Not being beloved of tests or testing (or rules) in general, the deal for me is to take The Bechdel Test for what it is: a meter that gives us a new perspective. Right? I think the power of the Bechdel Test is in its simplicity. (And as I said, I'm fascinated by the debate over even this on the site!) But yes, I agree: "Beyond the Bechdel Test" is where it will get even more interesting! (Hmmm. Can we do that, and find a way to measure sans "test?")

Great piece on Tarantino! The thing about Tarantino is, he represents a new generation of young women--the girls doing kick boxing, karate, fencing, and shooting bullseyes at the gun club. I'm one of those "girls"--the first group to ride the first wave of feminism and read the female-centered storylines of X-Men, where both Storm and Mystique were created in much the same way, and in the same decade. In some ways, thinking women wouldn't do the sorts of things Uma Thurman's character manages to pull off, to be that tough, that strong--underestimates women in much the same way traditional hegemonic discourse does. We're not supposed to be decisive, aggressive or direct--we're supposed to be poised, graceful and polite. Personally, I prefer black leather to a pink tu-tu. And because of that, I've been in hostile hand-to-hand combat with a man twice my size...and walked away unscathed. Can't say the same for my attacker. The gentle woman is a myth created by patriarchy; I find it refreshing to have a man imagine women as something more...and Tarantino's self-made genre is a great medium to not only showcase women, but also, parody the absurdity of the performative.

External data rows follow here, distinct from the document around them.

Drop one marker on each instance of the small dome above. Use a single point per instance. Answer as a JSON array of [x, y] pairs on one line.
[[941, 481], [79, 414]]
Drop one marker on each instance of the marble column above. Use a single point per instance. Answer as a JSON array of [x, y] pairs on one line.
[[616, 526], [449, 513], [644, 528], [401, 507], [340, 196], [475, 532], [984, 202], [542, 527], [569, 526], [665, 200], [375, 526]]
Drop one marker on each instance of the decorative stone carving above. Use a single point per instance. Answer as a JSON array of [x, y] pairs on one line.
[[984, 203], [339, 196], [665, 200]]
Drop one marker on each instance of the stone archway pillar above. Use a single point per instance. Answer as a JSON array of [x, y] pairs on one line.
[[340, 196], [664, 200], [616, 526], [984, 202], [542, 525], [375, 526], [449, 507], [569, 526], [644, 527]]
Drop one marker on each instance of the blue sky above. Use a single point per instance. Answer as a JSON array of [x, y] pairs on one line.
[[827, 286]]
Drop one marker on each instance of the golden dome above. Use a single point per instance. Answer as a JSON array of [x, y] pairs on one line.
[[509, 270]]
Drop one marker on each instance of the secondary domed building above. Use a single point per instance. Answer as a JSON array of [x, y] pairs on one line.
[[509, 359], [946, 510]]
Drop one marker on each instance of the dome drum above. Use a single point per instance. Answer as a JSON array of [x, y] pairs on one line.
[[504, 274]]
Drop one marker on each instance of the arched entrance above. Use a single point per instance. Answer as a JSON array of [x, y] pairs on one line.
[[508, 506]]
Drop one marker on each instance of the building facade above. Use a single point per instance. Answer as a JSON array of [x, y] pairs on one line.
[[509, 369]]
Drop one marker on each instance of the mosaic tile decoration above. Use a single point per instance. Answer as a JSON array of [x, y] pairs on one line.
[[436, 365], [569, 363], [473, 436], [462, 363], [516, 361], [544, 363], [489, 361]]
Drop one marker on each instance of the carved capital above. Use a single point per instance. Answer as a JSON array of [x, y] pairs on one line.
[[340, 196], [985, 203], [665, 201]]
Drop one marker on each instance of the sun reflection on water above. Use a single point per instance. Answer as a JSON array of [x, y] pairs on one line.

Thanks for your comment, and your valuable perspective! And no, I don't think that a woman has to wear a tutu to act womanly, nor do I think wearing black leather or kicking ass makes her manly. For me, it's not about Uma Thurman's character managing to do things. It's about the thought process inside her head, which is - to me - that of a teenage boy, rather than an fully realized woman. So it goes deeper than what the characters do, it's why and how they do them, and the lack of substance there to psychologically hang onto, even as we enjoy the surreal spectacle and displays of prowess. My take and glad there are others. Love the work that you're doing; I'd put you in charge of girl power any day!